I would try out File.stream! and doing more lines at once:

Getting fast I/O stream processing in Elixir does require some non-obvious tweaks. Due to the way I/O works on the BEAM (there’s a special process that does I/O and passes results to your process as a message), you want the messages to be as long as possible to avoid overheads.

One thing I’ve been bitten by before with AWS services is how they scale bandwidth / IOPS relative to size - for instance, an RDS database’s write performance is directly related!

There’s similar language in the EFS docs:

In Bursting Throughput mode, the base throughput is proportionate to the file system’s size in the EFS Standard storage class, at a rate of 50 KiBps per each GiB of storage.

(below the chart) Amazon EFS provides a metered throughput of 1 MiBps to all file systems, even if the baseline rate is lower.

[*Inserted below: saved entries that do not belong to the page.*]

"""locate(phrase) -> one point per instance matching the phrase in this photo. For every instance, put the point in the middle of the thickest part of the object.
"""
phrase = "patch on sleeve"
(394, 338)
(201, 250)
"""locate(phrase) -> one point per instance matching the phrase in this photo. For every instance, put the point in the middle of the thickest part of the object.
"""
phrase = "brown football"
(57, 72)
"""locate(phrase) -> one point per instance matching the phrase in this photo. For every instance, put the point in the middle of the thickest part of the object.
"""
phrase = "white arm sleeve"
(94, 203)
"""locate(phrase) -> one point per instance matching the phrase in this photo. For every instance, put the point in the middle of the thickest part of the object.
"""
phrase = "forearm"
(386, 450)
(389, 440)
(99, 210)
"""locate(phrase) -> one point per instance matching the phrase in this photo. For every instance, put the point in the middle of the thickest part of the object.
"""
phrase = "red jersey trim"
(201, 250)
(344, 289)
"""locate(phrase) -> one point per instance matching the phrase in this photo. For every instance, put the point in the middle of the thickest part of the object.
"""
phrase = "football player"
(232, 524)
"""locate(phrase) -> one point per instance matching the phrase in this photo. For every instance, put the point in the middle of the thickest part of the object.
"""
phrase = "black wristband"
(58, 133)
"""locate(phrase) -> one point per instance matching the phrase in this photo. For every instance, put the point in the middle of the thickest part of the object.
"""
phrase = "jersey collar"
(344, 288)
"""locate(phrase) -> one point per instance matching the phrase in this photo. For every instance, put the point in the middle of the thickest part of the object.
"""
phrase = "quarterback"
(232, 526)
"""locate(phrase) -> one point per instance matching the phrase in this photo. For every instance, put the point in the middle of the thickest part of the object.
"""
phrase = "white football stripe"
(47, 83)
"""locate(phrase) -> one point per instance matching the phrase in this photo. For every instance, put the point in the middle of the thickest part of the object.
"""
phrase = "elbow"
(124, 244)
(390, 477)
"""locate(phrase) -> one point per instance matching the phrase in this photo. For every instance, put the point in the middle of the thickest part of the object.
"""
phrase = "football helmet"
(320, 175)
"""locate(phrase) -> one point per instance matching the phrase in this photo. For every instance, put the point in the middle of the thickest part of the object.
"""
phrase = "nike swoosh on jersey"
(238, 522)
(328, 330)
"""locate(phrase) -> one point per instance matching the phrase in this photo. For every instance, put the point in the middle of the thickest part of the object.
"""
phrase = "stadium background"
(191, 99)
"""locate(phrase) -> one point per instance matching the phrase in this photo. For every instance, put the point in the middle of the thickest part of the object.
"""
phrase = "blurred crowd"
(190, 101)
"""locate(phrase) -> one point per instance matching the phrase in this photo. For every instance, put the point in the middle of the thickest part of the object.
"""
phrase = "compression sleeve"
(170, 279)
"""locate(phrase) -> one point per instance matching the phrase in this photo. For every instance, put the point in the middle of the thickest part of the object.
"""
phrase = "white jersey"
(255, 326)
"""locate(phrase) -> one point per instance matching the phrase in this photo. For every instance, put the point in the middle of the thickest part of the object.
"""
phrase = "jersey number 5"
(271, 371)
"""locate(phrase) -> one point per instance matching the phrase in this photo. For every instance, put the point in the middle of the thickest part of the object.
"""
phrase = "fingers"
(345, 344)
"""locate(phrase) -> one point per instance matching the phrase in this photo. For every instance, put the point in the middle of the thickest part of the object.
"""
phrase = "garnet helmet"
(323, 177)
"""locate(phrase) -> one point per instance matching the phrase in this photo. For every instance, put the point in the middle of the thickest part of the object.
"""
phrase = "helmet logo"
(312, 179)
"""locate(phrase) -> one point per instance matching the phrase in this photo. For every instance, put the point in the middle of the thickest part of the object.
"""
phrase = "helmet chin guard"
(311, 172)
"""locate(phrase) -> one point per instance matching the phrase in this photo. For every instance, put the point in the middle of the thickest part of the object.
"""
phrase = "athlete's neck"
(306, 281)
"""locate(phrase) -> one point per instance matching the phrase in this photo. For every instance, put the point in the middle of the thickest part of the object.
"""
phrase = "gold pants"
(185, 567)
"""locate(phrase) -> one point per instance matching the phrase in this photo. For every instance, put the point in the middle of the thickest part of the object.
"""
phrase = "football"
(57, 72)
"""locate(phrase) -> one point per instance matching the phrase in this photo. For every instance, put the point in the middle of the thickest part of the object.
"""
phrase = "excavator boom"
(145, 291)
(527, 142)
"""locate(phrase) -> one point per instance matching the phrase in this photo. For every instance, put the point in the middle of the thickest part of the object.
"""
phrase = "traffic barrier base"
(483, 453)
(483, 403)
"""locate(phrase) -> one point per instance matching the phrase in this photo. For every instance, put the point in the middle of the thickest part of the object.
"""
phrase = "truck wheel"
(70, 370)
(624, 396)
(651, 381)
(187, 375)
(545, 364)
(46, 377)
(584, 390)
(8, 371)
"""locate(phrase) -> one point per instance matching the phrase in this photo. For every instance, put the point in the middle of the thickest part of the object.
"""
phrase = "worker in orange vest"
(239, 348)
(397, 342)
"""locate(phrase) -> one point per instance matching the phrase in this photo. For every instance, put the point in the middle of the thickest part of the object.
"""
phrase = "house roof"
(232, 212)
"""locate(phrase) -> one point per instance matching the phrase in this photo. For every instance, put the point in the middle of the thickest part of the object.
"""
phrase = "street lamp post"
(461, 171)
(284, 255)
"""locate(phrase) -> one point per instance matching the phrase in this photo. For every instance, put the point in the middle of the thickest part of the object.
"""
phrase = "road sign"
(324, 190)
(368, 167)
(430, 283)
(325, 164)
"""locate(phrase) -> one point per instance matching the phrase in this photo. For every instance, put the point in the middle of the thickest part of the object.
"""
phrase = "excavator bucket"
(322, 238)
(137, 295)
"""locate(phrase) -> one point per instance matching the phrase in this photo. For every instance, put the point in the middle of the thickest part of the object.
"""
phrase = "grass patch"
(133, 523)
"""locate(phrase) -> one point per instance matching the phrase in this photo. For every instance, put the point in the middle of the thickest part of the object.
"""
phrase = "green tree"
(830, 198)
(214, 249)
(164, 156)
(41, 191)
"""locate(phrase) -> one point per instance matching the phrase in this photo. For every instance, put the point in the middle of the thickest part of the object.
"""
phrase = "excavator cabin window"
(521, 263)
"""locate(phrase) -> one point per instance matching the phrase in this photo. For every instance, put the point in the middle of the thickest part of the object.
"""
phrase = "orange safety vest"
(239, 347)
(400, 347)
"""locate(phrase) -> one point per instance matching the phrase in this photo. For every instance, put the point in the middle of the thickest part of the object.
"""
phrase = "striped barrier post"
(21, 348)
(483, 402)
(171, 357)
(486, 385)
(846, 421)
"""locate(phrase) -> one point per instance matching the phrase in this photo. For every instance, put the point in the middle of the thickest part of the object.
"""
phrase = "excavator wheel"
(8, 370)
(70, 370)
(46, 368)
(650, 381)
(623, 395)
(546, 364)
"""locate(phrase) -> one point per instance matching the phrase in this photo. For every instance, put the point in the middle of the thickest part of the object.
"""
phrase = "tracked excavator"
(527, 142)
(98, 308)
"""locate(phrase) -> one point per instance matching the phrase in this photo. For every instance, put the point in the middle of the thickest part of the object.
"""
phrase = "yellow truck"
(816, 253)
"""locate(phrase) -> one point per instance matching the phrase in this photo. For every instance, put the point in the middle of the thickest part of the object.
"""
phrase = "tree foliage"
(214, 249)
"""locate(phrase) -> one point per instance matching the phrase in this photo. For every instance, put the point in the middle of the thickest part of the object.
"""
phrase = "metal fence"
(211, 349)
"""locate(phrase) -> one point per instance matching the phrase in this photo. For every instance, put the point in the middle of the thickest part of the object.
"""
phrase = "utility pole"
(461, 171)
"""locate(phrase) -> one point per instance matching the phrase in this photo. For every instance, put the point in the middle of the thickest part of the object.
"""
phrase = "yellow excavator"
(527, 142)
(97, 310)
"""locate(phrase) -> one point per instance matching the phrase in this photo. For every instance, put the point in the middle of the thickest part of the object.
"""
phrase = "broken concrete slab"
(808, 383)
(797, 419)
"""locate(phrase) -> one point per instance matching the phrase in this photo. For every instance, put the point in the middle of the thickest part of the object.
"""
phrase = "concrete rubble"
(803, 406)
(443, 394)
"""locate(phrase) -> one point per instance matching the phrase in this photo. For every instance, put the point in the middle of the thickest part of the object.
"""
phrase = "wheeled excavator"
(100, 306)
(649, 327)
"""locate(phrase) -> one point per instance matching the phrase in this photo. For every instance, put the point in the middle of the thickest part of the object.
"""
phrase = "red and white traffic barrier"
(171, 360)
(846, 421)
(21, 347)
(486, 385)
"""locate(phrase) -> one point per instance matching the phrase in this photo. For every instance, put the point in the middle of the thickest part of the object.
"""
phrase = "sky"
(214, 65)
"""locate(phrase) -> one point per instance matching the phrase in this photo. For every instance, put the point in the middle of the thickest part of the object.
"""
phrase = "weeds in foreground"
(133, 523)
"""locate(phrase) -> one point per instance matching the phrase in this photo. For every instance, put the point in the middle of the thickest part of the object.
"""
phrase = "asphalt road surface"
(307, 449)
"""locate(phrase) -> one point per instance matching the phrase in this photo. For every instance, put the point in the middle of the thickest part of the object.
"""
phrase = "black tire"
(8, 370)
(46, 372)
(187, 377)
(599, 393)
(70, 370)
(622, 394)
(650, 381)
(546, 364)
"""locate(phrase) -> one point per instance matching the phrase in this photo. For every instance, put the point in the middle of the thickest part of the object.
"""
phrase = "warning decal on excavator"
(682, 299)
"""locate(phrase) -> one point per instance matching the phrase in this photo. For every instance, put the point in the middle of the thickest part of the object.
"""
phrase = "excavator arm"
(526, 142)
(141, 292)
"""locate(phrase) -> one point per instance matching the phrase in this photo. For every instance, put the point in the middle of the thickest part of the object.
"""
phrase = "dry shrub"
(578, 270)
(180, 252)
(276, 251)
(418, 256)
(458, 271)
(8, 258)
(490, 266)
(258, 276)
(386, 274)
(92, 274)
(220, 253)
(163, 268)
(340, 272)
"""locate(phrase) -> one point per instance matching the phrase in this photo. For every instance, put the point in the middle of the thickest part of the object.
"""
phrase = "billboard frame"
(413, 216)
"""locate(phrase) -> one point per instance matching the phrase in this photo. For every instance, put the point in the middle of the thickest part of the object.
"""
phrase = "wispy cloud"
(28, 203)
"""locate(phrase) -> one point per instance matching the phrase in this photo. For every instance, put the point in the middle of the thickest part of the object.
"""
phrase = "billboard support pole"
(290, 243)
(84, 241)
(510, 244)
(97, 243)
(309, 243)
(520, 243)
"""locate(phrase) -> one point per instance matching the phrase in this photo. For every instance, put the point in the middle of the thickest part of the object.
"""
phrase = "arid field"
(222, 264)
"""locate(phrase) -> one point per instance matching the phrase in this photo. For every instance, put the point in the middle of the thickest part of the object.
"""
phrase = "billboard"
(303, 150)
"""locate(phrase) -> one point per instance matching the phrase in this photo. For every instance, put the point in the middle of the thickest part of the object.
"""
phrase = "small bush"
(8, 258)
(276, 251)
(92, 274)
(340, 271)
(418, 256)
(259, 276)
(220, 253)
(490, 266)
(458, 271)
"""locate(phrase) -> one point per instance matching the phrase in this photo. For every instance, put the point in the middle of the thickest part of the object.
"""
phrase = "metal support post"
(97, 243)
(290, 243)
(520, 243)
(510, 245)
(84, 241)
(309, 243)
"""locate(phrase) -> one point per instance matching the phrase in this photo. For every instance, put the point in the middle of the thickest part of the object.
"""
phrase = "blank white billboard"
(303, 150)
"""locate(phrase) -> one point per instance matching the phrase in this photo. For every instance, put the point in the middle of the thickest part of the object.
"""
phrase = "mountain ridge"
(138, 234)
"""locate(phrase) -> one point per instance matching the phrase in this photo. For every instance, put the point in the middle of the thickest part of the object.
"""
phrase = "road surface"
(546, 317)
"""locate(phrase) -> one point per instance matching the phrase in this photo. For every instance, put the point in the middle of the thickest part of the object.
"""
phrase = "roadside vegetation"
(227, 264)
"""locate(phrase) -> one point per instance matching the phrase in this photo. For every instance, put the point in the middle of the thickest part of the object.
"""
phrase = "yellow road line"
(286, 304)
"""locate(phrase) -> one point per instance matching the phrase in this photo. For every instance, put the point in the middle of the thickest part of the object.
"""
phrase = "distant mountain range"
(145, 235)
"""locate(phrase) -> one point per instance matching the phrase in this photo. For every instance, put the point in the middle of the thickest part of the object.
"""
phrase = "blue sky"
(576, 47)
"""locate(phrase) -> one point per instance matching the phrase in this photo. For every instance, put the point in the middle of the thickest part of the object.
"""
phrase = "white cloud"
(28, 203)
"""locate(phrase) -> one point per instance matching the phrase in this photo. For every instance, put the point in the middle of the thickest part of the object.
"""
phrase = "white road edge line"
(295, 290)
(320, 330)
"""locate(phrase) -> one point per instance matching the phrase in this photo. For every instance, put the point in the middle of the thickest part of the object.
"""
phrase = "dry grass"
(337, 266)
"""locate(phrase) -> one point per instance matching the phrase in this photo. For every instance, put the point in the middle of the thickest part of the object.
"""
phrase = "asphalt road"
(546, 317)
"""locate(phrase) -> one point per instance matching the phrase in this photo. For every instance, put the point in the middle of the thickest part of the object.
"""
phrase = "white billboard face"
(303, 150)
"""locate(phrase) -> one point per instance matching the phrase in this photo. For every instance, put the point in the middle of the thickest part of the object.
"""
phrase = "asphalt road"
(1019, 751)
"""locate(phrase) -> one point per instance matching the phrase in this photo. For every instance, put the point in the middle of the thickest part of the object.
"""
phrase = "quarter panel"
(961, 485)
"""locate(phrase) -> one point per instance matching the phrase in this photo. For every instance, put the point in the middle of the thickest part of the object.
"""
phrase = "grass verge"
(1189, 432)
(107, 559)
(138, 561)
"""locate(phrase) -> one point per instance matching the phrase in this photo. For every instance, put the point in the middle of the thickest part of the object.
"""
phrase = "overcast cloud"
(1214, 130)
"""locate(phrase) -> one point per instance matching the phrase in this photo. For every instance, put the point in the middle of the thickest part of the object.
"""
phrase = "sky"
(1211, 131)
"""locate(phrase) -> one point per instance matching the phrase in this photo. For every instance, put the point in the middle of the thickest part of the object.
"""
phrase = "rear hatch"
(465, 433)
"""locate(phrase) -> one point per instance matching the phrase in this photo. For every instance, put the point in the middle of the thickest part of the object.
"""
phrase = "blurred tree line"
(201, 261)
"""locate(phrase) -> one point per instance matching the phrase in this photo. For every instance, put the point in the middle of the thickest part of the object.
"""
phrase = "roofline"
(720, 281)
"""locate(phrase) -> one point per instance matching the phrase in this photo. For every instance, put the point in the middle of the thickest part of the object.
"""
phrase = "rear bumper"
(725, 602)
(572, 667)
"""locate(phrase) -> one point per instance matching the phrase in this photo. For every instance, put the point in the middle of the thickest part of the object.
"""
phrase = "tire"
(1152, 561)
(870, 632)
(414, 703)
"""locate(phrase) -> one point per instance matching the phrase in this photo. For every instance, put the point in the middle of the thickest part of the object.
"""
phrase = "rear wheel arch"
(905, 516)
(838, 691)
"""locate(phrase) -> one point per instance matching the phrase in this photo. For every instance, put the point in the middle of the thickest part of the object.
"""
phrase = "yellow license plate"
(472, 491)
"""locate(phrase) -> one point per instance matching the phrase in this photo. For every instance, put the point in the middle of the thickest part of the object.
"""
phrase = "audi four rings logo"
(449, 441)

You can tell for sure by watching the EFS metrics in CloudWatch while running this code. My prediction is that the writes eat all the credits and then you end up with floppy-disk-level IO performance.

You may get some benefit from bumping the buffer size for delayed_writes up, since EFS considers a 500-byte write request as taking 4kB from your quota (likely aggravating the issue above):

Every Network File System (NFS) request is accounted for as 4 kilobyte (KB) of throughput, or its actual request and response size, whichever is larger.

2 Likes

Thank you, these are both helpful posts. I think I am getting dinged by the weird taxi-cab metering here. Some of the writes are buried more deeply in the code and would be difficult to consolidate (e.g. via Stream.chunk_every/2), but I did bump up the read_ahead values and skipped a few extraneous writes and that did improve the performance (admittedly only to maybe 2x floppy-disk level IO). For a more thorough fix, I think I’d need to rope in some telemetry or some other side-effects so I can measure progress more effectively.

Side note: IO.binwrite supports IO data, so a low hanging-fruit that might speed it up could be replacing Jason.encode! by Jason.encode_to_iodata!:

IO.binwrite(output_file, [Jason.encode_to_iodata!(parsed), "\n"])

This function should be preferred to encode/2, if the generated JSON will be handed over to one of the IO functions or sent over the socket. The Erlang runtime is able to leverage vectorised writes and avoid allocating a continuous buffer for the whole resulting string, lowering memory use and increasing performance.

Ah, of course, that would help. Thank you.

However, the biggest problem remains the writing of millions of individual files (not shown in the example), and the difference between running this locally and running it on EC2 is jaw-dropping. I have yet to find a good AWS solution for dealing with millions of individual files.

Why would they need to be individual files?

The thing being built is a file manager: individual assets need to be tracked.

Not sure how much of an argument that is. S3 does rather well at tracking individual files and it’s not using a filesystem.

S3 failed horribly at this particular setup. If I write up a formal evaluation, I’ll post the numbers here.

I’m not trying to say S3 is perfect. My argument is that at a certain level the difference between a database and a filesystem become blurry and if one implementation of that is not fast enough another one might be more suitable.

The EFS docs explicitly suggest that “lots of small files” is a performance concern because of the protocol overhead.

What about writing to instance storage or EBS instead? Either of those should have closer-to-local performance, though IIRC there are similar bandwidth/size correlations for EBS.

I saw the same performance when writing to the local EC2 file system. Is that subject to the same limits as writing to EFS?